Step 3: Notebook compatibility

Existing notebooks require no code changes for the Unified Studio migration. The kernel images, execution roles, and instance types are unchanged. The one area to verify is any notebooks that use hard-coded Studio Classic environment variables:

import os

# These environment variables exist in both Studio Classic and Unified Studio
# but verify they resolve correctly in your specific setup
print(os.environ.get('AWS_DEFAULT_REGION'))
print(os.environ.get('SAGEMAKER_DOMAIN_ID'))

# Studio Classic: uses STUDIO_DOMAIN_ID
# Unified Studio: uses SAGEMAKER_DOMAIN_ID (same value, different var name in some cases)
# Check your notebooks for environment variable references and update accordingly

Step 4: Data source connection verification

For notebooks that connect to Redshift, Athena, or S3 directly via execution role permissions — verify the project execution role has the same permissions in Unified Studio’s project context. If you are migrating to project-based IAM roles (recommended), you may need to add permissions that previously came from the user profile-level execution role.

Post-migration checklist:

  • All user profiles updated to Unified Studio default experience
  • At least one training job successfully submitted from Unified Studio
  • SageMaker Pipelines execute with expected outputs
  • Athena query access works from notebook (check Athena workgroup permissions)
  • S3 read/write access confirmed from a test notebook
  • Experiment tracking captures metrics as expected
  • Data Wrangler flows open correctly in integrated mode
  • Canvas projects accessible from within Unified Studio

Domain and User Profile Configuration for Multi-Team Deployments

The recommended topology for enterprise multi-team deployments has evolved with Unified Studio.

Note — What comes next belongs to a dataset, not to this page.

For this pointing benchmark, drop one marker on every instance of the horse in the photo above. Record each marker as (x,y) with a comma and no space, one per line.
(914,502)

Because the domain is now also a DataZone domain, the domain boundary has governance implications beyond just SageMaker isolation.

Recommended domain topology:

FinServCo ML Platform

├── Domain: fraud-ml (Account: ml-platform-prod)
│   ├── Project: fraud-feature-engineering
│   │   └── Execution Role: arn:aws:iam::ACCOUNT:role/fraud-feature-eng-role
│   │       Permissions: S3 (fraud-data/*), Glue (fraud_db), Athena, SageMaker
│   │
│   ├── Project: fraud-modeling
│   │   └── Execution Role: arn:aws:iam::ACCOUNT:role/fraud-modeling-role
│   │       Permissions: S3 (fraud-models/*), SageMaker Training, ECR, Bedrock (Claude 3.x)
│   │
│   └── Project: fraud-deployment
│       └── Execution Role: arn:aws:iam::ACCOUNT:role/fraud-deploy-role
│           Permissions: SageMaker Endpoints, CloudWatch, S3 (model artifacts, read-only)

└── Domain: risk-analytics-ml (Account: risk-analytics-prod)
    └── (separate DataZone domain for risk team data governance)

One domain per business unit or regulatory boundary is the right abstraction level. Within a domain, projects provide team isolation and scoped IAM execution roles. Do not create one massive domain for the entire company — cross-team data access still works via DataZone subscriptions between projects, even within the same domain.

Network configuration for compliance:

For workloads requiring VPC isolation (PCI-DSS, HIPAA):

sagemaker.create_domain(
    DomainName='fraud-ml',
    AuthMode='IAM_IDENTITY_CENTER',
    DefaultUserSettings={
        'ExecutionRole': 'arn:aws:iam::ACCOUNT:role/sagemaker-default-role',
        'SecurityGroups': ['sg-0abc123'],
        'SharingSettings': {
            'NotebookOutputOption': 'Disabled'  # Prevent output sharing for sensitive data
        }
    },
    SubnetIds=['subnet-0abc123', 'subnet-0def456'],
    VpcId='vpc-0abc123',
    AppNetworkAccessType='VpcOnly',  # Critical: prevents internet egress from notebooks
    Tags=[
        {'Key': 'Environment', 'Value': 'production'},
        {'Key': 'Compliance', 'Value': 'pci-hipaa'}
    ]
)

AppNetworkAccessType: VpcOnly ensures notebook compute cannot make outbound internet calls — all traffic routes through your VPC, including Bedrock API calls (via VPC endpoint).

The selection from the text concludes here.